Alfredo di Stéfano era argentino e representou ainda Espanha e Colômbia. Sem grande sorte, acrescente-se. Também os oriundi fortaleceram a Itália de Vittorio Pozzo e de Mussolini no bicampeonato mundial de 1934 e 1938, e por aí fora. Por cá, há muito que se abriu a porta e é uma batalha perdida - que agora não irei retomar -, contudo não deixo de torcer o nariz sempre que se fala de mais um nome, tantas vezes só porque sim. Galeno foi o último e parece que só não está nesta convocatória porque, entretanto, o Brasil se antecipou. Naturalmente.
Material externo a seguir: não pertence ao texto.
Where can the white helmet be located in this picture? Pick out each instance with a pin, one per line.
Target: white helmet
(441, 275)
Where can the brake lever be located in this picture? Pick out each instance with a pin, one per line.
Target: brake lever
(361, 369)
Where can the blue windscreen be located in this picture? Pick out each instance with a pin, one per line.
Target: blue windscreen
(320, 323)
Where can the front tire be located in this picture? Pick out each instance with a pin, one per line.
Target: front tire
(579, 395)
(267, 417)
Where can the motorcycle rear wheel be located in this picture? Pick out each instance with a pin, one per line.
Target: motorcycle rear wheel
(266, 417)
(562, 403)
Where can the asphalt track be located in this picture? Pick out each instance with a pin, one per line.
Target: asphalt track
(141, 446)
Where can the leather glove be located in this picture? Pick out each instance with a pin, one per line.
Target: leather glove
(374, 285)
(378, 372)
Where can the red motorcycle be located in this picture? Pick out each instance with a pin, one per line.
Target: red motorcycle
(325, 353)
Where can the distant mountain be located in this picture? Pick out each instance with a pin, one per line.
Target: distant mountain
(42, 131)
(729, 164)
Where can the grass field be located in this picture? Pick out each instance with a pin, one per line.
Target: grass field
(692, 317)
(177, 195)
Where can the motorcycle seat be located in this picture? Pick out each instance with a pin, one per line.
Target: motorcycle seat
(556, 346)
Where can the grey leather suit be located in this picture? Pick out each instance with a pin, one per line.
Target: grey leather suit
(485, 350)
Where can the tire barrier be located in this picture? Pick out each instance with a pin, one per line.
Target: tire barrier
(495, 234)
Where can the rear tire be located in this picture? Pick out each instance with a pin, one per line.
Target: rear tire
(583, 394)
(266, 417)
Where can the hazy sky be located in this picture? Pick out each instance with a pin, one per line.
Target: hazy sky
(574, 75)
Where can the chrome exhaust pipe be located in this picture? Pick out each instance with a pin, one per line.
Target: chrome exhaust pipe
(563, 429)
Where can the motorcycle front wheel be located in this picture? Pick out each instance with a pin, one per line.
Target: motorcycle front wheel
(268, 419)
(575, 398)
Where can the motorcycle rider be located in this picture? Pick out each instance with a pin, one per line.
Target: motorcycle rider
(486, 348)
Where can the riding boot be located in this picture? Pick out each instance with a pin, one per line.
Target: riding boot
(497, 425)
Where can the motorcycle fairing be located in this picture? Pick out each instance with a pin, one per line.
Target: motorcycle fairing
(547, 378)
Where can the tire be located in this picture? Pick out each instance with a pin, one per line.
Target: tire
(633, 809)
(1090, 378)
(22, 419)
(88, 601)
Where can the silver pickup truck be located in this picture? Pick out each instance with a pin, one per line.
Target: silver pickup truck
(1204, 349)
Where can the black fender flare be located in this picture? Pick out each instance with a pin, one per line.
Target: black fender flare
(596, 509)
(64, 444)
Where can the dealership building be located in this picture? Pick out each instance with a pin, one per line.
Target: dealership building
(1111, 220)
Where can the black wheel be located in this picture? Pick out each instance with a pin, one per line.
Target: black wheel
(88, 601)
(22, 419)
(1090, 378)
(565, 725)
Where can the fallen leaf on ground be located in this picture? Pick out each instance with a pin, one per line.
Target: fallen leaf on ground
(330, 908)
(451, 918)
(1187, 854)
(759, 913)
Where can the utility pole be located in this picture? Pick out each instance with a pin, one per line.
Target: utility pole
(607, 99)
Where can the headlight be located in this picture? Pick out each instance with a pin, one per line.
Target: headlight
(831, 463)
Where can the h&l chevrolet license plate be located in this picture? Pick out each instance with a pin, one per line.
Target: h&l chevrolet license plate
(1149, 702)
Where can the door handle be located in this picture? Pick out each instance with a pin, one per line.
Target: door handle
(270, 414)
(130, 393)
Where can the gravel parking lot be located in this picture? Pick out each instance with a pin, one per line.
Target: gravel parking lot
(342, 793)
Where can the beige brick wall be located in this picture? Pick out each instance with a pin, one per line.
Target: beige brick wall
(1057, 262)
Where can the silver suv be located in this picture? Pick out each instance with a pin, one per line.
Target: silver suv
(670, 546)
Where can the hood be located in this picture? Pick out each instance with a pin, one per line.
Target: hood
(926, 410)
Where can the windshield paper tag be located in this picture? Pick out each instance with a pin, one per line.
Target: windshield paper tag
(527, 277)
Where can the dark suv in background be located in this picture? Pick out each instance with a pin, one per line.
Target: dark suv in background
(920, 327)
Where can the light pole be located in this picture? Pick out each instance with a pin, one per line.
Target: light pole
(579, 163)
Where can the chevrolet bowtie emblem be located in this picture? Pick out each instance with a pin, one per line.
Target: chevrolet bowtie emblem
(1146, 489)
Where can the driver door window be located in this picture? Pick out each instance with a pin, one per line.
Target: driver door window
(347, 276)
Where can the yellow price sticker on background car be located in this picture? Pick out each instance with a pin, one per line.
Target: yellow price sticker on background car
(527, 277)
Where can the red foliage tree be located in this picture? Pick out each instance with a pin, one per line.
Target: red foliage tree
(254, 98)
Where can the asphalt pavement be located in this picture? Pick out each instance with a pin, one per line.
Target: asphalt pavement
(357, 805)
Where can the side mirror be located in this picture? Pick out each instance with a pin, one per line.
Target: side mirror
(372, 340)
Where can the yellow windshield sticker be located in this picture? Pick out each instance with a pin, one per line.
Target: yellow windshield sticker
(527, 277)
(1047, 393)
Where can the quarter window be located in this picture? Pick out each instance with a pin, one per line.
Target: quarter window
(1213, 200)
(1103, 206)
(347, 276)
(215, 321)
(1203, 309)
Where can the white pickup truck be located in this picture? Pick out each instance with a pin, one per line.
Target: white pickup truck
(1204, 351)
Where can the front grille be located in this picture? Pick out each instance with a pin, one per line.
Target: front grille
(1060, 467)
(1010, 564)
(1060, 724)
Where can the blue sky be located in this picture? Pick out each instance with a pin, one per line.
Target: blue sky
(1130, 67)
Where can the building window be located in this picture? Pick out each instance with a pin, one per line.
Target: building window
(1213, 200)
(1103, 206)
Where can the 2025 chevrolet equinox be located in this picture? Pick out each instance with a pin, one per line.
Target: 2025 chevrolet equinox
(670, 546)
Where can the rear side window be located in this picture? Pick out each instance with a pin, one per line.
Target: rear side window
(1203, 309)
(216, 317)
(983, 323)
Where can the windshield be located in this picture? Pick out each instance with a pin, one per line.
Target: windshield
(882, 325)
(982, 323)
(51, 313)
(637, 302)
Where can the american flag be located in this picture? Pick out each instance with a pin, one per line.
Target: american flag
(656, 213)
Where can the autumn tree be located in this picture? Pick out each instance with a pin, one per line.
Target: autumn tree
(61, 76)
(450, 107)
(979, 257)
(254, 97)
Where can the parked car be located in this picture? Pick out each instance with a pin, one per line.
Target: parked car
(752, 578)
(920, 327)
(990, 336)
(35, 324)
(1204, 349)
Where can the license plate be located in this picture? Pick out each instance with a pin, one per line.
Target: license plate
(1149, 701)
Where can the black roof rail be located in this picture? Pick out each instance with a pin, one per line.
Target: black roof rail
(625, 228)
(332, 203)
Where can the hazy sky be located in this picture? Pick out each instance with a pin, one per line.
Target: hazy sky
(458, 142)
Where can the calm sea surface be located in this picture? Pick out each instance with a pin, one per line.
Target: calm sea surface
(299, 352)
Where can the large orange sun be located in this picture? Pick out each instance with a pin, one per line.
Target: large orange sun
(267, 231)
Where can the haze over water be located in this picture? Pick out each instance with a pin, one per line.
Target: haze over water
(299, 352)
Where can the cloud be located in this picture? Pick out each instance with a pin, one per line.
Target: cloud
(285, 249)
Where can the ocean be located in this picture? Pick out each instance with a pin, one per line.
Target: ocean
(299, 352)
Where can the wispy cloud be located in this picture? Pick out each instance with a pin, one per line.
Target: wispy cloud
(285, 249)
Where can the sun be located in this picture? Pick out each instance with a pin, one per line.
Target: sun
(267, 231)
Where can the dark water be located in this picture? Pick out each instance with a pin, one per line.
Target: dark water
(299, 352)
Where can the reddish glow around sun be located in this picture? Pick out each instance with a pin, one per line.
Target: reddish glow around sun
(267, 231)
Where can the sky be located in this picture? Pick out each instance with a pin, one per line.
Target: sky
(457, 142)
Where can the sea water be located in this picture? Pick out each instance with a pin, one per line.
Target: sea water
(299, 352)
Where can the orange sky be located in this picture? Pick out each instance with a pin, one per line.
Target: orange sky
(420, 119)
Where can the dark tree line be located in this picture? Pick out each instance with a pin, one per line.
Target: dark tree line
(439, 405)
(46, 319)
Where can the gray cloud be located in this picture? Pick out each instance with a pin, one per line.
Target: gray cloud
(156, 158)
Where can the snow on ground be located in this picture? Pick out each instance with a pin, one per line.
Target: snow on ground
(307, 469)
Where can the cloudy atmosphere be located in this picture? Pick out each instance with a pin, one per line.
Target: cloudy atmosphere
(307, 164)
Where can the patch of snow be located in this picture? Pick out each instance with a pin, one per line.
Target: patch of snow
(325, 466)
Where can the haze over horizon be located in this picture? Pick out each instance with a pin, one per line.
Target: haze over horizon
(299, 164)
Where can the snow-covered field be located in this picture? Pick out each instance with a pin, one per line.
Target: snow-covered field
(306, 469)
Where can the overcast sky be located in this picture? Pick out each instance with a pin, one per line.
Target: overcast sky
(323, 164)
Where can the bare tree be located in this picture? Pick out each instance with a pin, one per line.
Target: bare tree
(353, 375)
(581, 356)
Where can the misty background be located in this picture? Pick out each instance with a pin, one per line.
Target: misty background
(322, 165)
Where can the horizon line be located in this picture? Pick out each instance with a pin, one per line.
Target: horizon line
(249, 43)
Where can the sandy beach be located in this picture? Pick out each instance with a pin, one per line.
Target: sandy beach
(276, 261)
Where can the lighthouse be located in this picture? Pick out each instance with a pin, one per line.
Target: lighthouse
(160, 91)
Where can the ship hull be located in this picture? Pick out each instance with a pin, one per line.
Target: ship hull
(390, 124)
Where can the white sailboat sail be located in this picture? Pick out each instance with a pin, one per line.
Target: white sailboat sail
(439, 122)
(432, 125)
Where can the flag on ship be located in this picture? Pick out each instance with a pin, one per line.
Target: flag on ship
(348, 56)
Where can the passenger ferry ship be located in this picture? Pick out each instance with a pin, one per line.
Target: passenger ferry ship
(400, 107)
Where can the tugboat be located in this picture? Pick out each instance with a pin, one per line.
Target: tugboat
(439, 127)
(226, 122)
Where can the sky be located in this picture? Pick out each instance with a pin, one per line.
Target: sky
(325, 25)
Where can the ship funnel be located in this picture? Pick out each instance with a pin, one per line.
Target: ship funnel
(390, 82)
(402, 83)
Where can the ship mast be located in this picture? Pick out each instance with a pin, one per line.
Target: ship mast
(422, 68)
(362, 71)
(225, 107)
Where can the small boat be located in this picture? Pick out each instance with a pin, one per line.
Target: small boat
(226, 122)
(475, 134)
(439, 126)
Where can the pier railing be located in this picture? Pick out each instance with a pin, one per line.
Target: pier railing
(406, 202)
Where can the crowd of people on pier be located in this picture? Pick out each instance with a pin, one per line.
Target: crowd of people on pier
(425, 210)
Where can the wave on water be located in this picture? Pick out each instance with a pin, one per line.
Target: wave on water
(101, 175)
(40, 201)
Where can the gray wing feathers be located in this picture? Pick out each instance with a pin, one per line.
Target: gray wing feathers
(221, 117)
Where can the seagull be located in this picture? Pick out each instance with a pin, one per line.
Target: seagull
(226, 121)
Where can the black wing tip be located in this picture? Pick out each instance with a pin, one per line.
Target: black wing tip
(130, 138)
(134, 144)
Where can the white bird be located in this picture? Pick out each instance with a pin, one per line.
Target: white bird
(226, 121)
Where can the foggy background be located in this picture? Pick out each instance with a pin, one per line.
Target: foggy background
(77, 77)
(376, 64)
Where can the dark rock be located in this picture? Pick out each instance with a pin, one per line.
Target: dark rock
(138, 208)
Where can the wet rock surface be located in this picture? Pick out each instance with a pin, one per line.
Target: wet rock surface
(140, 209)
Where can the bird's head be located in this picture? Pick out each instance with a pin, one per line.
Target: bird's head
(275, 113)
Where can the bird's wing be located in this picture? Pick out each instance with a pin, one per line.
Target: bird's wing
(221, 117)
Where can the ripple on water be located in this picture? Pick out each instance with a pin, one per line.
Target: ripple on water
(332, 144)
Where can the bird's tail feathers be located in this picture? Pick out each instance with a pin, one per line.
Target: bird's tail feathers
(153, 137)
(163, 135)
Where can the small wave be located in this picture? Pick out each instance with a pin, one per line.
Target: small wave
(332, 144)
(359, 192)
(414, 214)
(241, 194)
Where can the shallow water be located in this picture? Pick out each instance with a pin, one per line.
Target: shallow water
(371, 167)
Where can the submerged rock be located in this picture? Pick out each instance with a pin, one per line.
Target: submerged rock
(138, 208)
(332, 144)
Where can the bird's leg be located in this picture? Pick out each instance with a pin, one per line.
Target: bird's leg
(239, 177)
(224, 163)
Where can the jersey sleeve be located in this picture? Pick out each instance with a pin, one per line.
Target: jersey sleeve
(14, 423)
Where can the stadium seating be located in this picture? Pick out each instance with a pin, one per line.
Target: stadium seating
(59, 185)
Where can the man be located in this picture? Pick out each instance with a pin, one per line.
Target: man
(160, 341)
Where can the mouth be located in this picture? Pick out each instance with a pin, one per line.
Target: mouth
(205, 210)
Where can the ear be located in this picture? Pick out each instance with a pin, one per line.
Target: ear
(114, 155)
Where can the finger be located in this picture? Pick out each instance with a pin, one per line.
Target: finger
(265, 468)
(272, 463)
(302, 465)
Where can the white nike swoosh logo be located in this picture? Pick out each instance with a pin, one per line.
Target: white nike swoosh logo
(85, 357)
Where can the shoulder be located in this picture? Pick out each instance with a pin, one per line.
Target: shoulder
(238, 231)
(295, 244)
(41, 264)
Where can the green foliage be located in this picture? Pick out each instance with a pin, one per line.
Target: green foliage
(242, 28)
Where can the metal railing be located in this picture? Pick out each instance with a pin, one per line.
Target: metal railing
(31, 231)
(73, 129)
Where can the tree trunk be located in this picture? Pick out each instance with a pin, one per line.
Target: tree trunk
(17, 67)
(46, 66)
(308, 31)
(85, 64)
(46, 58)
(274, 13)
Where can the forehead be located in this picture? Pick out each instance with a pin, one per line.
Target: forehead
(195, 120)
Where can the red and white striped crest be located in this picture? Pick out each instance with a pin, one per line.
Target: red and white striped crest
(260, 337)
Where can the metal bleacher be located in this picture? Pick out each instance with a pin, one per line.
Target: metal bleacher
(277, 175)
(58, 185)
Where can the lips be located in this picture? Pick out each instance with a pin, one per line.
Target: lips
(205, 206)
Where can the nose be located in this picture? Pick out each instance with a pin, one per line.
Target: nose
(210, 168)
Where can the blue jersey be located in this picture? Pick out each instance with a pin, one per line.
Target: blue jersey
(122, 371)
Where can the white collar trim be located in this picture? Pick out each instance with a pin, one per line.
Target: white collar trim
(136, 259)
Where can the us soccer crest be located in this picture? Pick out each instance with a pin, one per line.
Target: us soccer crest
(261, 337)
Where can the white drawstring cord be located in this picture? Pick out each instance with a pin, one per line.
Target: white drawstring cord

Não está em causa a qualidade do jogador, que tem feito percurso interessante em Portugal, ou a ambição do próprio e do seu clube numa valorização no palco Seleção, se possível com a presença na fase final de uma grande competição, como o Europeu ou o Campeonato do Mundo. No entanto, se me leem há já algum tempo, sabem que sempre defendi que estar numa equipa nacional não deveria ser encarado como um prémio pelas boas exibições, mas sim o resultado de um cenário bem mais abrangente: um projeto autónomo de construção de um conjunto competitivo para o imediato e para o futuro. Ou seja, para lá da qualidade é preciso olhar para a utilidade e funcionalidade. Como é que o novo elemento se enquadra no grupo de 23? O que acrescenta e o que subtrai em relação ao colega que substitui?
O bom jogador que é Galeno resolveria a Martínez algum problema persistente na Seleção? Se mesmo Rafael Leão sente dificuldades no ataque posicional, que tipo de impacto poderia causar o extremo portista? E, mesmo tendo esse impacto, continuaria a ser solução a médio e longo prazo?
Não há aqui qualquer tipo de ingenuidade: se Galeno vestisse a camisola de Portugal num jogo oficial não poderia fazer o mesmo depois pelo Brasil. No entanto, será que é esse o exercício a ser feito? Prejudicar ou restringir a carreira de alguém só para não dar mais opções aos rivais? Se é, não posso concordar. Uma chamada a este nível teria sempre de significar mais do que o momento individual.
Se Galeno resolvesse um problema estrutural como, por exemplo, a escassez de extremos desequilibradores que aflige o futebol português - e não só -, não passaria de um remendo. A solução definitiva teria de ser encontrada na formação, com um plano específico. Tal como deveriam já estar a ser trabalhadas as lacunas que se preveem para os próximos tempos.
Temos muito a agradecer a Pepe, a Deco e a outros que se dedicaram à causa. Sem eles, os tempos teriam sido, sem dúvida, mais difíceis. Todavia, também é dos obstáculos que nasce o engenho. E se a porta está aberta que não a deixem escancarada. Para que não se perca a identidade e as Seleções não passem a ser clubes, recheados de nacionalidades diferentes, sob disfarce."